Shirata et al. demonstrated that 100% of PanNET were visualized using fluorescence imaging [3].
Guarantying free resection margins and oncological radical resections, laparoscopy is becoming widely preferred over open surgery for the treatment of small benign or indeterminate pancreatic lesions, such as PanNET, the body–tail of the gland [6,14].
One of the most challenging aspects of the surgical plan is the exact localization of the tumors. Considering small PanNET, the reported preoperative and intraoperative detection rate is up to 92% [15], even when using palpation and IOUS, and it decreases to 50% for tumors below 1 cm. Even in high-volume centers, the intraoperative detection rate does not reach 100% [3].

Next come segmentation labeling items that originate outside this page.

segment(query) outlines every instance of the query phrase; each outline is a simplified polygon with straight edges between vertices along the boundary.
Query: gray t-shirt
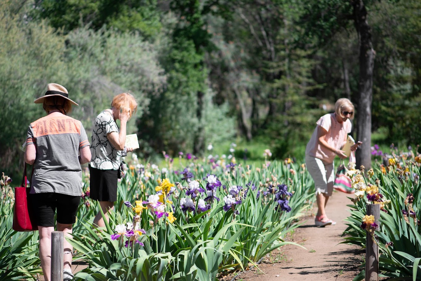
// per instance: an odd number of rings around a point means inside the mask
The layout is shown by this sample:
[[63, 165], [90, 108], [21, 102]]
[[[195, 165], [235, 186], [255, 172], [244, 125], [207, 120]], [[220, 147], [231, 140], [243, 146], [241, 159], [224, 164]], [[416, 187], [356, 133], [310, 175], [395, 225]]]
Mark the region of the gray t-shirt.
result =
[[47, 115], [31, 123], [24, 148], [36, 149], [31, 193], [82, 195], [79, 149], [89, 145], [82, 123], [64, 114]]
[[110, 114], [103, 111], [93, 122], [91, 145], [91, 166], [100, 170], [117, 170], [121, 151], [114, 148], [107, 138], [112, 132], [120, 132], [117, 124]]

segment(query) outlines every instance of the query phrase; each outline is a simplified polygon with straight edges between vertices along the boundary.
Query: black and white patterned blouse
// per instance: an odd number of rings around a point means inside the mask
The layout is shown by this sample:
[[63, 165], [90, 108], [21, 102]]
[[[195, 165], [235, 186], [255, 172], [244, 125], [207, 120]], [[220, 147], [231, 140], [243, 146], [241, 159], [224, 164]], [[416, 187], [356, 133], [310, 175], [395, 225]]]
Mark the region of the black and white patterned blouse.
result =
[[105, 110], [98, 114], [93, 123], [91, 144], [91, 166], [100, 170], [117, 170], [121, 151], [111, 145], [107, 134], [120, 130], [112, 116]]

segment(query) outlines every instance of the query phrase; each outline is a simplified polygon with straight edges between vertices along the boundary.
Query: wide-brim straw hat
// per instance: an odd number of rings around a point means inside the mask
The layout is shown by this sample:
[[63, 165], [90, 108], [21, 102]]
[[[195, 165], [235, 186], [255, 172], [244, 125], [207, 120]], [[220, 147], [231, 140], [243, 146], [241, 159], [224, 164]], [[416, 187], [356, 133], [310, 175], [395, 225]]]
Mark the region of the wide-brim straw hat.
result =
[[42, 103], [44, 102], [44, 99], [47, 97], [53, 97], [54, 96], [62, 97], [70, 101], [72, 104], [74, 104], [75, 105], [79, 105], [69, 98], [69, 93], [65, 88], [61, 85], [59, 85], [56, 83], [50, 83], [48, 84], [47, 86], [47, 92], [45, 92], [45, 95], [41, 97], [38, 97], [34, 100], [34, 102], [35, 103]]

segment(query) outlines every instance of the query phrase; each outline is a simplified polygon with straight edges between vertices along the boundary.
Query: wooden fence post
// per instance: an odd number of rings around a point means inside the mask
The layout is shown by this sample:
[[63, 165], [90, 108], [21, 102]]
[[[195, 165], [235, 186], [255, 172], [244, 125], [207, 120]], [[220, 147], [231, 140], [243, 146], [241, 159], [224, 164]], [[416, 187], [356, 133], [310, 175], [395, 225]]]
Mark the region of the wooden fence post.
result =
[[51, 233], [51, 281], [63, 281], [64, 242], [62, 231]]
[[[367, 204], [367, 214], [374, 216], [374, 221], [378, 225], [380, 218], [380, 204]], [[365, 281], [378, 280], [378, 246], [373, 241], [371, 235], [367, 232], [365, 238]]]

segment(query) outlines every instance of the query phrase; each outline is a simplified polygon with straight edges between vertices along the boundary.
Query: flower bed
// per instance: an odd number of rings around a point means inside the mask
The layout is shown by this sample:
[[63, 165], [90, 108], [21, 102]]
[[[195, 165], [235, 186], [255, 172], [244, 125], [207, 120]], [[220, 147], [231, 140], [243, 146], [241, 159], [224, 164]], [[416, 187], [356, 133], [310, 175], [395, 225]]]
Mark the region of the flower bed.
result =
[[[92, 225], [99, 208], [89, 198], [85, 172], [71, 243], [74, 258], [89, 267], [75, 280], [215, 280], [294, 244], [283, 238], [314, 200], [305, 165], [289, 159], [251, 167], [234, 158], [191, 157], [185, 167], [176, 168], [169, 160], [165, 166], [133, 159], [119, 182], [115, 211], [101, 231]], [[21, 235], [12, 232], [13, 239]], [[28, 268], [39, 270], [36, 250], [28, 251], [35, 262]]]
[[[365, 247], [366, 231], [379, 246], [379, 276], [397, 280], [421, 278], [421, 157], [411, 152], [393, 154], [377, 163], [364, 176], [364, 169], [349, 167], [355, 197], [351, 198], [352, 211], [344, 234], [344, 243]], [[381, 205], [379, 225], [365, 215], [367, 204]], [[354, 281], [364, 278], [364, 271]]]

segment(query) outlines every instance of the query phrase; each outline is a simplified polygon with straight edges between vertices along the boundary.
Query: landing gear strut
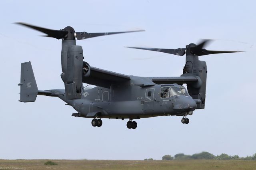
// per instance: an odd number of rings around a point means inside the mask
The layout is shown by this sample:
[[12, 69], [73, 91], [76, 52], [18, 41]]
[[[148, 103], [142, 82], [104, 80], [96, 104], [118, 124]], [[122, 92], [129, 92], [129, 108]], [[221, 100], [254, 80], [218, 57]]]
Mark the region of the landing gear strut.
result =
[[126, 126], [129, 129], [133, 128], [133, 129], [135, 129], [137, 127], [137, 123], [135, 121], [132, 122], [131, 119], [130, 119], [126, 124]]
[[183, 124], [187, 124], [189, 123], [189, 119], [188, 118], [187, 118], [187, 114], [186, 114], [183, 117], [183, 118], [181, 119], [181, 123]]
[[92, 125], [94, 127], [100, 127], [102, 125], [102, 121], [94, 118], [92, 121]]

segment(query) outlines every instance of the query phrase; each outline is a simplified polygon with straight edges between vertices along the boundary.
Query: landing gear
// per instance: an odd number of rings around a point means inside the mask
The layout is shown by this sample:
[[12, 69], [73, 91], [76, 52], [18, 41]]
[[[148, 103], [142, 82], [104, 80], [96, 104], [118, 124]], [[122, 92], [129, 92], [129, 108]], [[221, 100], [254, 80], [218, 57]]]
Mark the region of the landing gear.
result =
[[185, 123], [187, 124], [188, 123], [189, 123], [189, 119], [188, 119], [188, 118], [187, 118], [186, 119], [186, 122]]
[[186, 123], [186, 120], [185, 118], [183, 118], [182, 119], [181, 119], [181, 123], [182, 123], [183, 124]]
[[181, 123], [183, 124], [187, 124], [189, 123], [189, 119], [188, 118], [187, 118], [187, 115], [184, 115], [184, 117], [181, 119]]
[[98, 125], [97, 126], [98, 127], [100, 127], [102, 125], [102, 121], [101, 119], [97, 119]]
[[132, 122], [131, 120], [129, 121], [126, 124], [126, 126], [129, 129], [133, 128], [133, 129], [135, 129], [137, 127], [137, 122], [135, 121]]
[[94, 127], [96, 127], [98, 125], [98, 120], [96, 119], [94, 119], [92, 121], [92, 125]]
[[94, 127], [100, 127], [102, 125], [102, 121], [101, 119], [94, 119], [92, 121], [92, 125]]
[[132, 122], [132, 128], [134, 129], [136, 129], [137, 127], [137, 122], [134, 121], [133, 122]]

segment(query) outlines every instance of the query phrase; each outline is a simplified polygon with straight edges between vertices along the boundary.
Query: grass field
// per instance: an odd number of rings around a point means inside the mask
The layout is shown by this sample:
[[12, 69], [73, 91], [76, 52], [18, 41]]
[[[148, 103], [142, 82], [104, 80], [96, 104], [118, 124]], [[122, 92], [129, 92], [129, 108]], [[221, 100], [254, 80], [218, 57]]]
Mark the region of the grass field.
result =
[[[44, 165], [51, 160], [58, 165]], [[0, 170], [256, 170], [253, 160], [0, 160]]]

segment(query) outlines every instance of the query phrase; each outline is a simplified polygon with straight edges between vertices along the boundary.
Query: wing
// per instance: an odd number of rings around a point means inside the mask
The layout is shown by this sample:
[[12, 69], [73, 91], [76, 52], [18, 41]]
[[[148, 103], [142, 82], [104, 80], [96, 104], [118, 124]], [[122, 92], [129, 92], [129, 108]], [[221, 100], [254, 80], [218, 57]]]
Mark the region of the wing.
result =
[[122, 83], [130, 80], [130, 76], [90, 66], [89, 77], [83, 77], [83, 83], [110, 88], [112, 83]]
[[198, 81], [198, 78], [194, 76], [181, 77], [147, 77], [157, 84], [189, 84]]

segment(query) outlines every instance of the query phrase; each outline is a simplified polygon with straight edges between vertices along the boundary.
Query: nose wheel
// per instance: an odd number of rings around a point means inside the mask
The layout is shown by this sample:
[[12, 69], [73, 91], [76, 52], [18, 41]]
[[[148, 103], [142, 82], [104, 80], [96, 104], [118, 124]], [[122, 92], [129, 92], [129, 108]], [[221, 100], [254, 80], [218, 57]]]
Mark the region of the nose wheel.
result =
[[132, 121], [132, 120], [129, 121], [126, 124], [126, 126], [129, 129], [132, 128], [135, 129], [137, 127], [137, 122], [135, 121]]
[[187, 124], [189, 123], [189, 119], [186, 118], [187, 116], [184, 116], [184, 117], [181, 119], [181, 123], [183, 124]]

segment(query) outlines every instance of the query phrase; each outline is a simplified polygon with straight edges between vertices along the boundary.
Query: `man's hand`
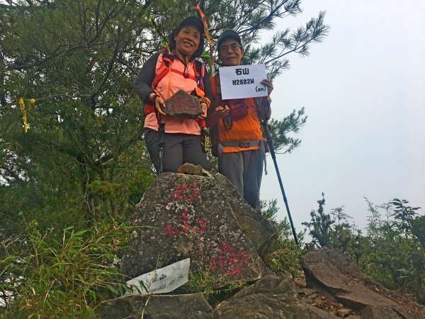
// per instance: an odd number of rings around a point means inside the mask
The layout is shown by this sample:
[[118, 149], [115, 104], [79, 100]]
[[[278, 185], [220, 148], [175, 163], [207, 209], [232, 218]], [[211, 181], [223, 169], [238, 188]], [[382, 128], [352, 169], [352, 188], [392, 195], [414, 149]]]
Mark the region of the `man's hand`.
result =
[[267, 95], [270, 96], [270, 94], [273, 91], [273, 84], [267, 79], [262, 79], [260, 83], [267, 86]]
[[229, 113], [230, 111], [230, 109], [227, 105], [217, 106], [214, 110], [214, 113], [208, 116], [207, 119], [208, 126], [213, 126], [217, 124], [221, 118], [226, 116]]
[[200, 114], [198, 118], [204, 119], [207, 117], [207, 109], [208, 108], [208, 106], [205, 102], [200, 103], [200, 108], [202, 109], [202, 114]]

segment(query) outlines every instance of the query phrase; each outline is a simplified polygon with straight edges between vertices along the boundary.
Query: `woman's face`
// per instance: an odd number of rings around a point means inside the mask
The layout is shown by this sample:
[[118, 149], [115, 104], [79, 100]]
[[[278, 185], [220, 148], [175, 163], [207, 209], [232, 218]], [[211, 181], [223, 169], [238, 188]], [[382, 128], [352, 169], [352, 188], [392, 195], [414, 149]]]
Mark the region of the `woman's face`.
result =
[[182, 55], [191, 56], [199, 46], [200, 34], [193, 26], [183, 26], [174, 37], [176, 50]]

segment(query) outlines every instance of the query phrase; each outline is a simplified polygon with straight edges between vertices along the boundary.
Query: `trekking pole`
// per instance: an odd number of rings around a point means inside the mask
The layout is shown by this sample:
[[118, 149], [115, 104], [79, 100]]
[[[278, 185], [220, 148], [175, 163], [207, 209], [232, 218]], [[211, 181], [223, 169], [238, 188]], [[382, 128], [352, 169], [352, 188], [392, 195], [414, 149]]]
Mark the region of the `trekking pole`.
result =
[[273, 162], [275, 165], [275, 169], [276, 169], [276, 174], [278, 175], [278, 179], [279, 180], [279, 185], [280, 186], [280, 191], [282, 191], [282, 195], [283, 196], [283, 201], [285, 202], [285, 206], [286, 207], [286, 211], [288, 212], [288, 217], [289, 217], [289, 223], [290, 224], [290, 228], [293, 231], [293, 235], [294, 236], [294, 240], [295, 241], [295, 245], [298, 245], [298, 239], [297, 238], [297, 233], [295, 233], [295, 228], [294, 228], [294, 223], [292, 221], [292, 217], [290, 216], [290, 211], [289, 211], [289, 206], [288, 205], [288, 199], [286, 198], [286, 195], [285, 195], [285, 190], [283, 189], [283, 184], [282, 184], [282, 179], [280, 178], [280, 173], [279, 173], [279, 167], [278, 167], [278, 162], [276, 162], [276, 155], [274, 152], [274, 147], [273, 147], [273, 142], [271, 141], [271, 135], [270, 133], [270, 128], [268, 127], [268, 123], [266, 121], [264, 123], [264, 132], [266, 133], [266, 138], [267, 139], [267, 143], [268, 144], [268, 147], [270, 148], [270, 154], [271, 155], [271, 158], [273, 159]]

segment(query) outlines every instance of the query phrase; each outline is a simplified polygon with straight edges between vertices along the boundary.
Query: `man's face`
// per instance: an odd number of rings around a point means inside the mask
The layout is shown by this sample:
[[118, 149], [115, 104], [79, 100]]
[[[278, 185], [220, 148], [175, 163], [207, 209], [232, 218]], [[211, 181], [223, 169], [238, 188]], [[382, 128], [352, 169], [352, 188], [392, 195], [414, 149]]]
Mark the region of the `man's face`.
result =
[[236, 40], [224, 40], [218, 50], [218, 57], [225, 67], [240, 65], [244, 57], [244, 49]]

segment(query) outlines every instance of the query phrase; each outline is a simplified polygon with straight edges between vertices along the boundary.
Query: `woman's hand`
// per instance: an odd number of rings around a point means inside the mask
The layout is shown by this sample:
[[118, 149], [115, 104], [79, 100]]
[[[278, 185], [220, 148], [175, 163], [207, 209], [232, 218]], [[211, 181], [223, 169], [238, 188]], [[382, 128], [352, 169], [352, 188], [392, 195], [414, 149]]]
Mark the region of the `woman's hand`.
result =
[[273, 91], [273, 84], [267, 79], [262, 79], [260, 83], [267, 86], [267, 95], [270, 96], [270, 94]]
[[208, 108], [208, 106], [205, 102], [201, 102], [200, 108], [202, 109], [202, 114], [200, 114], [198, 118], [204, 119], [207, 117], [207, 110]]
[[166, 115], [162, 109], [162, 108], [165, 107], [165, 103], [164, 103], [164, 99], [161, 96], [156, 93], [151, 93], [149, 96], [149, 99], [155, 107], [157, 112], [162, 115]]

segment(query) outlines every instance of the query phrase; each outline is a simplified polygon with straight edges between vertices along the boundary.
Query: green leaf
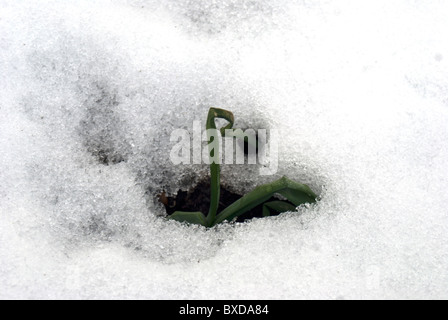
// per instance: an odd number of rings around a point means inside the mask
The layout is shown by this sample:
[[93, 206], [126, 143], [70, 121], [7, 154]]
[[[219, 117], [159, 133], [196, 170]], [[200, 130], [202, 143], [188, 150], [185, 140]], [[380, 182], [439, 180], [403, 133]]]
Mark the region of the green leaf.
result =
[[277, 212], [286, 212], [286, 211], [296, 211], [296, 207], [292, 204], [285, 201], [271, 201], [263, 204], [263, 217], [268, 217], [271, 215], [270, 210], [275, 210]]

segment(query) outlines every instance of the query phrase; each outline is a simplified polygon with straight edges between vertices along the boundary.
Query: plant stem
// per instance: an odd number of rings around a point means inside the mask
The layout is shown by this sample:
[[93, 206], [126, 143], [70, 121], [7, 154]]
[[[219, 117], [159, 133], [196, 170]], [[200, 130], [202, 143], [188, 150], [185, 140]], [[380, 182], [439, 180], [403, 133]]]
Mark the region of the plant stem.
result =
[[[207, 227], [211, 227], [215, 224], [215, 218], [216, 213], [218, 212], [218, 206], [219, 206], [219, 197], [220, 197], [220, 190], [221, 190], [221, 168], [219, 166], [219, 159], [220, 155], [218, 154], [217, 157], [214, 157], [215, 154], [212, 154], [214, 152], [219, 152], [219, 139], [215, 141], [216, 148], [212, 149], [211, 144], [211, 135], [210, 130], [217, 130], [215, 119], [216, 118], [222, 118], [227, 121], [229, 121], [229, 124], [225, 127], [221, 128], [221, 135], [224, 135], [226, 129], [231, 129], [234, 122], [233, 113], [227, 110], [218, 109], [218, 108], [210, 108], [207, 116], [207, 123], [206, 123], [206, 129], [207, 129], [207, 135], [208, 135], [208, 152], [210, 157], [210, 207], [206, 219]], [[213, 139], [216, 139], [217, 135], [214, 135]], [[212, 161], [212, 159], [218, 159], [218, 163], [215, 161]]]

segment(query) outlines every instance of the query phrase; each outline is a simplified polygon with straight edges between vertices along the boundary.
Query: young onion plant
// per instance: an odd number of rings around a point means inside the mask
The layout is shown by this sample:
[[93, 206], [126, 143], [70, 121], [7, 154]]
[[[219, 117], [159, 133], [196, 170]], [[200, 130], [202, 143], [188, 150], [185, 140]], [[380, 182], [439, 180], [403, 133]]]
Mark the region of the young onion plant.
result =
[[[214, 161], [215, 150], [219, 148], [212, 148], [211, 143], [216, 139], [216, 135], [211, 134], [211, 130], [217, 130], [215, 119], [221, 118], [227, 120], [229, 123], [220, 129], [222, 136], [226, 135], [226, 129], [232, 129], [234, 123], [233, 113], [227, 110], [210, 108], [206, 129], [209, 141], [209, 158], [210, 158], [210, 179], [211, 179], [211, 194], [210, 194], [210, 208], [205, 215], [202, 212], [185, 212], [176, 211], [171, 216], [170, 219], [177, 220], [180, 222], [187, 222], [192, 224], [200, 224], [205, 227], [213, 227], [214, 225], [221, 223], [225, 220], [231, 221], [238, 216], [248, 212], [249, 210], [255, 208], [262, 204], [262, 215], [270, 216], [272, 211], [278, 213], [286, 211], [295, 211], [296, 207], [304, 203], [313, 203], [316, 201], [316, 194], [307, 186], [295, 181], [288, 179], [287, 177], [282, 177], [274, 182], [264, 184], [256, 187], [254, 190], [238, 199], [230, 206], [218, 213], [219, 197], [220, 197], [220, 165]], [[212, 131], [213, 132], [213, 131]], [[241, 130], [227, 130], [227, 137], [229, 132], [241, 132]], [[233, 134], [233, 137], [241, 139], [242, 137], [238, 134]], [[215, 145], [219, 141], [215, 142]], [[217, 158], [217, 157], [216, 157]], [[285, 197], [287, 201], [269, 201], [274, 194], [280, 194]], [[292, 203], [292, 204], [291, 204]]]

Fluorescence-guided surgery has emerged as a novel intraoperative modality to assist surgeons to visualize tumors, sentinel lymph nodes, and vital structures in real time [11,12]. A vital dye, such as ICG administered iv, turns into fluorescent when excited by a light with specific wavelength, in the NIR spectrum.
Detection of PanNET with NIR prolongs surgery by approximately 8 min, but brings important benefits for visualizing the tumor [15].
Paiella et al. report a 0% reintervention and mortality rate in 10 cases operated by laparoscopy with a mean size of 2.4 cm (1–4 cm) and a Ki-67 index of 6% (2–12%). Nine patients underwent corporeo-caudal pancreatectomy and for one patient, tumor enucleation was performed. Eight PanNETs were non-secretory and two were insulinomas [15].
4. Conclusion
NIR by ICG administration is a method with almost 100% sensitivity and specificity for the intraoperative exploration of secretory PanNET and for the identification of other synchronous lesions, secondary lymph node involvement or liver metastases, which does not significantly prolong surgery.
Sources of funding
No founding received.
Ethical approval
Not applicable. The study is exempt from ethical approval in our institution.
Consent
Consent has been obtained from the patient. No identifying details have been used in the article.
Author’s contribution
V. Muntean: study concept, and final approval. V. Muntean, D. Constantinescu, R. Ciocan, D. Pintea treated the patient. D. Constantinescu, M. Constantinescu, S. Chiorescu wrote the first draft of the manuscript and the final draft of the manuscript, M. Pop photoediting, in editing manuscript. All authors read and approved the final manuscript.
Registration of research studies
Not available.
Guarantor
Valentin Muntean.
Provenance and peer review
Not commissioned, externally peer-reviewed.
Declaration of Competing Interest
None of the authors have any conflict of interest.